The Story
Why it exists.
The beginning
The name came first. Reflection, not a place or a memory, but a state. The idea that a fragrance could mirror the wearer rather than announce them. Mykonos built this around a simple brief: luminous citrus, airy florals, and a base that stays close and calm. Bergamot and grapefruit to open. Aquatic notes and cardamom in the heart. Amber and patchouli to close. Nothing that demands attention. Just a scent that becomes part of your day without competing with it.
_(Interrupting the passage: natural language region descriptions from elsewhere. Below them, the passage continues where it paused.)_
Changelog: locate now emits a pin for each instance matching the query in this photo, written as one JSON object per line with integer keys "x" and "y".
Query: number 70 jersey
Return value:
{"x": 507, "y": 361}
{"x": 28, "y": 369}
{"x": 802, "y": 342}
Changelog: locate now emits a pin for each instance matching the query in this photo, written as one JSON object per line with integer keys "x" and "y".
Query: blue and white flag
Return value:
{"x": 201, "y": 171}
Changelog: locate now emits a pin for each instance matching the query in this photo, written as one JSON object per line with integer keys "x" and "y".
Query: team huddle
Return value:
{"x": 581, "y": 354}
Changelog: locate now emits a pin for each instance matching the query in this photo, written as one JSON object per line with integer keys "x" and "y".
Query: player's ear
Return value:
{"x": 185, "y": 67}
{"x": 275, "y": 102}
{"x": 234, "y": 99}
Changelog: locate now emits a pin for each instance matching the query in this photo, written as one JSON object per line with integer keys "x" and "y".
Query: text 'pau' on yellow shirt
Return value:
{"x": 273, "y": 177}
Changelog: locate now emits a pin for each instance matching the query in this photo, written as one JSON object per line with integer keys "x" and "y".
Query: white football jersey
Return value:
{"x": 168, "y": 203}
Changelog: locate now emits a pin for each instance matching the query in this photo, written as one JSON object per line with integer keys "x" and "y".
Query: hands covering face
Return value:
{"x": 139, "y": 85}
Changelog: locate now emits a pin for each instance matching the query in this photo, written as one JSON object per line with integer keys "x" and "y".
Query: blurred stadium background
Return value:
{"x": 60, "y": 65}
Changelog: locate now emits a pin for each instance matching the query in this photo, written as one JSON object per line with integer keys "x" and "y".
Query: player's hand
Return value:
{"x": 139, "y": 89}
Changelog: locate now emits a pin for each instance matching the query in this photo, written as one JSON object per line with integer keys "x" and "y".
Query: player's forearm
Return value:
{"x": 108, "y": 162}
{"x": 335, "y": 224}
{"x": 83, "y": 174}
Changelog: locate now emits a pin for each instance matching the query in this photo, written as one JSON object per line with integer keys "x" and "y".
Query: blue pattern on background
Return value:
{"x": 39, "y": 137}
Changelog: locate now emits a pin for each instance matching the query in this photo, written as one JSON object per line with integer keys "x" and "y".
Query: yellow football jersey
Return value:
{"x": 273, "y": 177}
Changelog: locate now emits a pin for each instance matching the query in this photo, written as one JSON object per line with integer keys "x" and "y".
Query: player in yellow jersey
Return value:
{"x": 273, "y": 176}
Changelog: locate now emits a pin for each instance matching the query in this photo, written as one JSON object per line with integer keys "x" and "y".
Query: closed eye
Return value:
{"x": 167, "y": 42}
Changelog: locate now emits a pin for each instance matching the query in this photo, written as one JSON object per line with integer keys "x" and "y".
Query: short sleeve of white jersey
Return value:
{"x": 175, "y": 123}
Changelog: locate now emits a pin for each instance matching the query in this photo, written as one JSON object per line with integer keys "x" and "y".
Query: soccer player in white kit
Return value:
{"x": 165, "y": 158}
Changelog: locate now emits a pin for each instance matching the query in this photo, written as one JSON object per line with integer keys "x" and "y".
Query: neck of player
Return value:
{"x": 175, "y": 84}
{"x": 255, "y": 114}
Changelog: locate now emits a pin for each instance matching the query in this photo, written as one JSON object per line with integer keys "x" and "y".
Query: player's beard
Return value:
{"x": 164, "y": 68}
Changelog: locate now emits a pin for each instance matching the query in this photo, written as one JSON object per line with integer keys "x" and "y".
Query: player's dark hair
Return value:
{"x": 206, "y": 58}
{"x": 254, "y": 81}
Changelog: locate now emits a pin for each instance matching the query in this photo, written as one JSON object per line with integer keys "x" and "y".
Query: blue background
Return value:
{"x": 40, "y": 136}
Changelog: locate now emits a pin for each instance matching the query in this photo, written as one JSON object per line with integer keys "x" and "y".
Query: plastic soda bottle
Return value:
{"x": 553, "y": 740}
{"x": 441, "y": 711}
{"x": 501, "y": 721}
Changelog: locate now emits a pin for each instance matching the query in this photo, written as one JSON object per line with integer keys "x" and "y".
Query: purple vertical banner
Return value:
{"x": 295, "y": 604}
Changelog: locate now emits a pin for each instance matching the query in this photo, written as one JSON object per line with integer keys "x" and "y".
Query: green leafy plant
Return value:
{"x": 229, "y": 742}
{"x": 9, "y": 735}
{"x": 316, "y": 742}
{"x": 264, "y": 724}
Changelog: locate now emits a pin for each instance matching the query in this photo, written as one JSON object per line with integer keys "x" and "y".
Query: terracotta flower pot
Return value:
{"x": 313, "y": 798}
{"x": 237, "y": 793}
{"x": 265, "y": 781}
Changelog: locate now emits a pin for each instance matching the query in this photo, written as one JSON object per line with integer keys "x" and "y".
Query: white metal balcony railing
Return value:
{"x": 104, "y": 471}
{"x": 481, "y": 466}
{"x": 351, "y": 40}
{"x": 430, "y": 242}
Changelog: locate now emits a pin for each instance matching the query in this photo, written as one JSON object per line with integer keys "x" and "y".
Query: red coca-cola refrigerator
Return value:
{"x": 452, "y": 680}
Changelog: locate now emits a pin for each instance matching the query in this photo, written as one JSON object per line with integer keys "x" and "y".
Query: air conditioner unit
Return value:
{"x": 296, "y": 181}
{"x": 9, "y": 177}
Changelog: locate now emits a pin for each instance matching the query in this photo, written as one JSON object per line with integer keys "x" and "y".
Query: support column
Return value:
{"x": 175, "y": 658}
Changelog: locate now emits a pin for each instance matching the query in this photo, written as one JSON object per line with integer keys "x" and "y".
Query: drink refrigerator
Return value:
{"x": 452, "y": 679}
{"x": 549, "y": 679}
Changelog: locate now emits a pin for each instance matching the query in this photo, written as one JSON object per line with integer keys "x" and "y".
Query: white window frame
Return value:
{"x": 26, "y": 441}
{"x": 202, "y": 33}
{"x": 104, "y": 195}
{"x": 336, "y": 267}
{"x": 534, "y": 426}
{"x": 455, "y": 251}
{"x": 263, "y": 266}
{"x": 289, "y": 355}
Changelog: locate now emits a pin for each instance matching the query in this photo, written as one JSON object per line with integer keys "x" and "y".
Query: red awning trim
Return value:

The ginger in the opening is the tell. Not the gingerbread warmth of a holiday candle, something cleaner, brighter, almost mineral. It gives the bergamot structure, keeps the citrus from flattening into generic freshness. The marine notes arrive quietly, an hour in, as the top notes begin to recede. Cardamom bridges the gap with a soft spiced quality that prevents the transition from feeling abrupt. By the time the amber and ambroxan arrive, the fragrance has shed its brightness and settled into something that reads as warmth rather than light.
The evolution
The opening hits clean. Bergamot, grapefruit, and ginger, three citrus-spicy notes that together create something more energizing than any single one could manage alone. The grapefruit fades fastest, leaving the bergamot and ginger to carry the first hour. Then the cardamom and marine notes arrive, not replacing the opening so much as softening it. The transition feels less like a change and more like a breath. The drydown is where this fragrance earns its name. Amber and patchouli arrive around the third hour, followed by the ambroxan and musk that give Reflection its staying power. By the fifth hour, the fragrance has settled into something warm and close to the skin, the kind of scent that announces itself only when someone leans in.
Cultural impact
Reflection arrives with a quieter proposition. Where many fresh fragrances push for projection and sillage, this one prioritizes longevity and intimacy. The base depth achieves something typically found at a higher price point. Community feedback has been consistent: strong performance for the price, clean citrus character that wears well in daytime settings, and a drydown that outperforms expectations. The marine-cardamom transition has emerged as the fragrance's signature moment, the point where it stops being a citrus scent and becomes something more personal.